The output includes WIPER scores at initialization and after the requested
iteration count, UFC/logUFC scores, p-values, significance symbols, ranks, and
an extended flag for inferred novel edges.
from wiper import read_interactions, run_wiper1, run_wiper2
interactions = read_interactions("interactions.tsv")
result = run_wiper1(interactions, sigma=0.2, iterations=200, include_novel=True)
result.to_frame().to_csv("wiper_edges.tsv", sep="\t", index=False)
# Path-aware WIPER2 variant:
path_result = run_wiper2(interactions, sigma=0.85, iterations=200)See python/README.md for implementation details,
parallel CPU/GPU performance notes, and test commands.
run_wiper1 preserves the published WIPER idea: compute an optimal-path
node matrix D, transform endpoint distances into an edge-to-edge matrix X,
then diffuse scores on X.
run_wiper2 is a path-aware variant: compute which shortest weighted
paths actually traverse each edge, build a sparse edge-by-node-pair credit
matrix WP, construct an edge co-path graph WP @ WP.T, and run
WINNER-style restart propagation over that edge graph. This is often the more
direct model if the scientific question is "which associations carry optimal
network flow?"
WIPER2 is free for non-commercial research, education, evaluation, and
academic use. Commercial use requires a separate written license granted by
Dr. Jake Chen or another authorized copyright holder. See
LICENSE-WIPER2-NONCOMMERCIAL.md.
The web explorer (wiper-web) runs a local browser-facing tool for loading or
generating small networks, toggling raw/WIPER1/WIPER2 edge scores, inspecting
rank tables, and trimming the plot to a top-N or top-percent backbone.

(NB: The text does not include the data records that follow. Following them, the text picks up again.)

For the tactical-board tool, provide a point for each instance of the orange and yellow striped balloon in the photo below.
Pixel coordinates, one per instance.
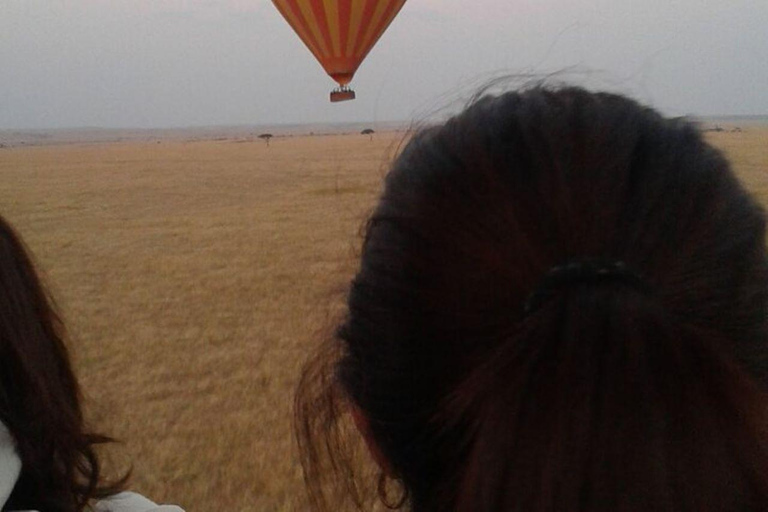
(339, 33)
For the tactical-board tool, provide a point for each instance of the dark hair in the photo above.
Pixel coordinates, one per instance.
(606, 397)
(40, 396)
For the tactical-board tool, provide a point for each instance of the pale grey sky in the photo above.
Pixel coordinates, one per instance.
(166, 63)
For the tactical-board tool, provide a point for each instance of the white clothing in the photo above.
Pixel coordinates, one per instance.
(10, 469)
(132, 502)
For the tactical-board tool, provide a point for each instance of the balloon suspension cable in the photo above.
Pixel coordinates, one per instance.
(342, 93)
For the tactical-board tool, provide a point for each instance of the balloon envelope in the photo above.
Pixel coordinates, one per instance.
(339, 33)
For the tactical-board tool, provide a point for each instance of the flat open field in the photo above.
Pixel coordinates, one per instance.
(194, 278)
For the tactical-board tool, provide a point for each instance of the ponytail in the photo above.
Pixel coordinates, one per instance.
(603, 401)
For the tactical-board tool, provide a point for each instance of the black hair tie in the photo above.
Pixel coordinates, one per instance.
(591, 272)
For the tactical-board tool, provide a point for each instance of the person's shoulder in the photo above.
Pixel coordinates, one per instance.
(132, 502)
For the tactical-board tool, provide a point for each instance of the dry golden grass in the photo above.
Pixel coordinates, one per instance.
(195, 277)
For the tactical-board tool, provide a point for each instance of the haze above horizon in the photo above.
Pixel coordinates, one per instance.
(183, 63)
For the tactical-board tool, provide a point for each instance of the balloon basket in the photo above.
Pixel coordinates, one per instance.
(342, 93)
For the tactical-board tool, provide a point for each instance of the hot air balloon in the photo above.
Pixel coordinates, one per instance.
(339, 33)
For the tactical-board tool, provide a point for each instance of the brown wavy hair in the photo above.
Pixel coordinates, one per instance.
(40, 399)
(606, 397)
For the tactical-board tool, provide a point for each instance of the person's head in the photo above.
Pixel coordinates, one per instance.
(39, 394)
(641, 391)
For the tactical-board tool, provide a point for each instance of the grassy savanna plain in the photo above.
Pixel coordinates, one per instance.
(196, 277)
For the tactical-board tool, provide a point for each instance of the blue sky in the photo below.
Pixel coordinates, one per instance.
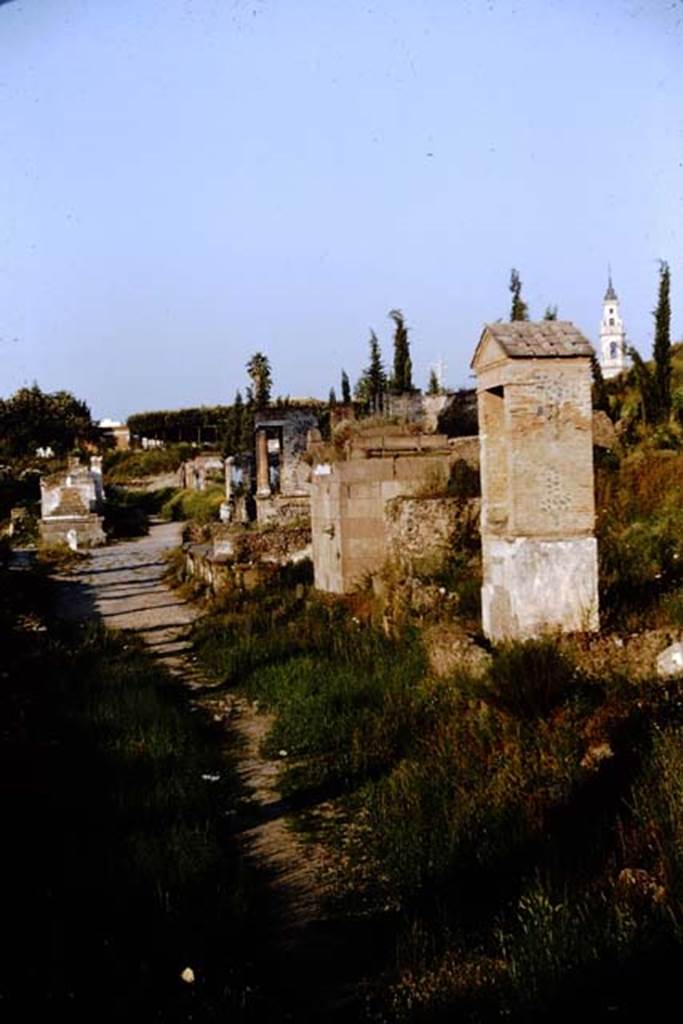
(183, 182)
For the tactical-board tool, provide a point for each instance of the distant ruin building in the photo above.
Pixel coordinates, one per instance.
(283, 474)
(350, 495)
(115, 433)
(71, 504)
(612, 336)
(204, 469)
(539, 549)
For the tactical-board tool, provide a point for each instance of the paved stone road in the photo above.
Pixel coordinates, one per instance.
(124, 585)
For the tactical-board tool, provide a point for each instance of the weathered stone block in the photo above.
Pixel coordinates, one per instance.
(532, 586)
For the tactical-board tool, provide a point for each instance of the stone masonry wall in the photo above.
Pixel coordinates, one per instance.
(420, 530)
(347, 512)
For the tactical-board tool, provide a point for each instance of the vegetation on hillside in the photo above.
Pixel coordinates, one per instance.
(523, 829)
(135, 464)
(33, 419)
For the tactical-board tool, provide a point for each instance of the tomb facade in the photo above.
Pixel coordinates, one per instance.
(538, 507)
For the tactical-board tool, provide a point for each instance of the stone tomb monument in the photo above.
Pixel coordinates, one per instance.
(71, 506)
(538, 508)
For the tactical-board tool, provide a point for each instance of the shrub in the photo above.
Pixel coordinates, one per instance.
(196, 506)
(134, 464)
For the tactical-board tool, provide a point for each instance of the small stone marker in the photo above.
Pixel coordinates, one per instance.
(670, 662)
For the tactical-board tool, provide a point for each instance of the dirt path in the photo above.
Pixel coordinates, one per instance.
(123, 585)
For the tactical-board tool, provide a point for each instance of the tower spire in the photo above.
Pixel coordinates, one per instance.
(612, 335)
(610, 294)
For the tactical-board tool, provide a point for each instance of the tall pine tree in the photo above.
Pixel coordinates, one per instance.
(654, 383)
(372, 385)
(519, 309)
(402, 365)
(662, 346)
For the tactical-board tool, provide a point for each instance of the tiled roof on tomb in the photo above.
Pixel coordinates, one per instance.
(544, 339)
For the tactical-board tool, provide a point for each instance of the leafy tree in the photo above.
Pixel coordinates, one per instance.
(662, 346)
(346, 389)
(372, 385)
(32, 419)
(402, 366)
(258, 369)
(519, 309)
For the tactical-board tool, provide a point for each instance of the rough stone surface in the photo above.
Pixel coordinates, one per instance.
(281, 462)
(70, 503)
(420, 530)
(670, 662)
(347, 513)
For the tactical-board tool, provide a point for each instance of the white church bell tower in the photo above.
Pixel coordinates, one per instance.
(612, 335)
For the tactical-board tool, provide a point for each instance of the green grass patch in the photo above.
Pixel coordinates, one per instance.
(122, 869)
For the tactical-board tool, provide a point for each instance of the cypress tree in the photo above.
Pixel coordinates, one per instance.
(519, 309)
(376, 375)
(662, 346)
(402, 366)
(346, 389)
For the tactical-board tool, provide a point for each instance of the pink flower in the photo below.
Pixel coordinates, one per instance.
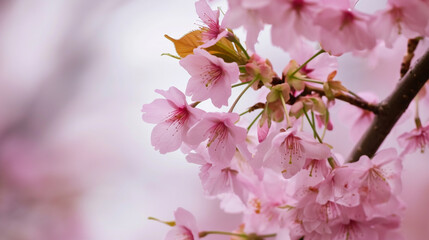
(340, 186)
(223, 136)
(173, 117)
(381, 176)
(417, 138)
(213, 32)
(356, 118)
(344, 30)
(318, 68)
(289, 152)
(211, 77)
(186, 226)
(354, 230)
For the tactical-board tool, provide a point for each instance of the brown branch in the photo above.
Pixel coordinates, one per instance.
(411, 47)
(392, 108)
(346, 98)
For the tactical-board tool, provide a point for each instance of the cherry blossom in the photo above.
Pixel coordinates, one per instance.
(417, 138)
(185, 227)
(289, 151)
(173, 117)
(211, 77)
(214, 31)
(223, 136)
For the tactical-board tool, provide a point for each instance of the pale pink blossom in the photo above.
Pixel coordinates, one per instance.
(354, 230)
(417, 138)
(223, 136)
(408, 17)
(211, 77)
(318, 68)
(213, 31)
(185, 228)
(293, 20)
(249, 14)
(381, 177)
(265, 206)
(173, 118)
(344, 30)
(340, 186)
(290, 149)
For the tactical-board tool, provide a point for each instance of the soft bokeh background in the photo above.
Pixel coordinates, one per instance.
(75, 158)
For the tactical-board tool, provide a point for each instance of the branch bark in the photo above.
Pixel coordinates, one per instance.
(392, 108)
(352, 100)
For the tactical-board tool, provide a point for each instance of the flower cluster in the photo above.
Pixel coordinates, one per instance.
(285, 181)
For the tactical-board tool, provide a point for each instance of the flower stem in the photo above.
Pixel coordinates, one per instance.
(326, 124)
(238, 84)
(308, 80)
(247, 111)
(205, 233)
(171, 55)
(306, 62)
(289, 124)
(242, 93)
(312, 127)
(236, 41)
(171, 223)
(417, 115)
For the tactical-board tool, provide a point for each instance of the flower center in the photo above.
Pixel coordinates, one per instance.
(211, 74)
(218, 133)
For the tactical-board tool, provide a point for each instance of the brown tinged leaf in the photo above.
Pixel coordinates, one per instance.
(186, 44)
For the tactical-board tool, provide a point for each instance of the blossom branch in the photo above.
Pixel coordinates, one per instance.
(391, 109)
(352, 100)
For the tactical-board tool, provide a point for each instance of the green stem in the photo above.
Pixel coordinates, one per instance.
(308, 80)
(355, 95)
(326, 124)
(417, 115)
(241, 114)
(226, 48)
(238, 84)
(242, 93)
(306, 62)
(289, 124)
(241, 47)
(312, 127)
(254, 120)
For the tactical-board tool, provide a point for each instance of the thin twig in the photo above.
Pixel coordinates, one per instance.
(346, 98)
(392, 108)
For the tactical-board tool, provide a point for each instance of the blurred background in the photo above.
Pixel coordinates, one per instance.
(75, 157)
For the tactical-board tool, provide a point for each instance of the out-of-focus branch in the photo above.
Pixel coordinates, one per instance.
(392, 108)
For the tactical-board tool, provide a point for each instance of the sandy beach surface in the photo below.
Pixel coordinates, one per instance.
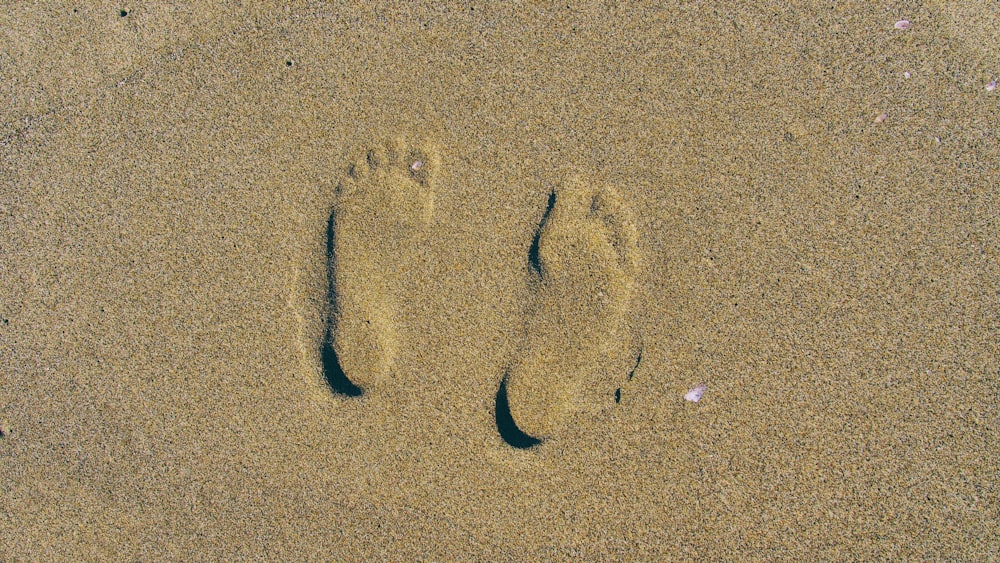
(431, 282)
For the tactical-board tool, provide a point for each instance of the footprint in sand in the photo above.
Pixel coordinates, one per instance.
(578, 340)
(382, 208)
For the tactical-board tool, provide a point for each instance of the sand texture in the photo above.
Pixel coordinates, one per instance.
(430, 282)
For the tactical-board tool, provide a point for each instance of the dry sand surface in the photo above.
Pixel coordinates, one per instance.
(327, 282)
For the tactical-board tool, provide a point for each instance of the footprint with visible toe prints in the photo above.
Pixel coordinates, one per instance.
(382, 208)
(578, 339)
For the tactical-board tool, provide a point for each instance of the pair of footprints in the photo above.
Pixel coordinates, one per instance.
(578, 346)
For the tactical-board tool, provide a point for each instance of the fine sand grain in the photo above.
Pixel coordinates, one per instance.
(425, 281)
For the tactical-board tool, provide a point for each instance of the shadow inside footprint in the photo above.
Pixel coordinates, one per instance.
(505, 422)
(533, 261)
(334, 374)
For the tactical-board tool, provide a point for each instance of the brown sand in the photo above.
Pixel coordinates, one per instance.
(167, 180)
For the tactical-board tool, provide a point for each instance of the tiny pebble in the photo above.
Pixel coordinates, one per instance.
(694, 395)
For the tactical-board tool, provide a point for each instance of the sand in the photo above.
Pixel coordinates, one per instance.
(328, 282)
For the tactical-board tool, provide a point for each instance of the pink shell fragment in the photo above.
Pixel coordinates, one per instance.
(694, 395)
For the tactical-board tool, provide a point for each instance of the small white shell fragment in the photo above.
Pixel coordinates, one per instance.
(694, 395)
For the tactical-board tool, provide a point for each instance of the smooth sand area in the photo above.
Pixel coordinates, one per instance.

WIPER2 parallelizes the expensive shortest-path edge-credit construction over
source-node blocks with joblib process workers (--n-jobs -1 uses all detected
CPU cores). The final WINNER-style restart phase can dispatch to PyTorch CUDA
or Apple MPS when available, although the current benchmark machine exposed
only CPU.
On an Apple M4 with 10 detected CPU cores, a synthetic 300-node / 900-edge
scale-free network improved from 1.33 s with one worker to 0.57 s with 10
workers for a full 200-iteration WIPER2 run. See
python/README.md and
python/benchmarks/benchmark_wiper2.py
for the detailed table and reproducible benchmark command.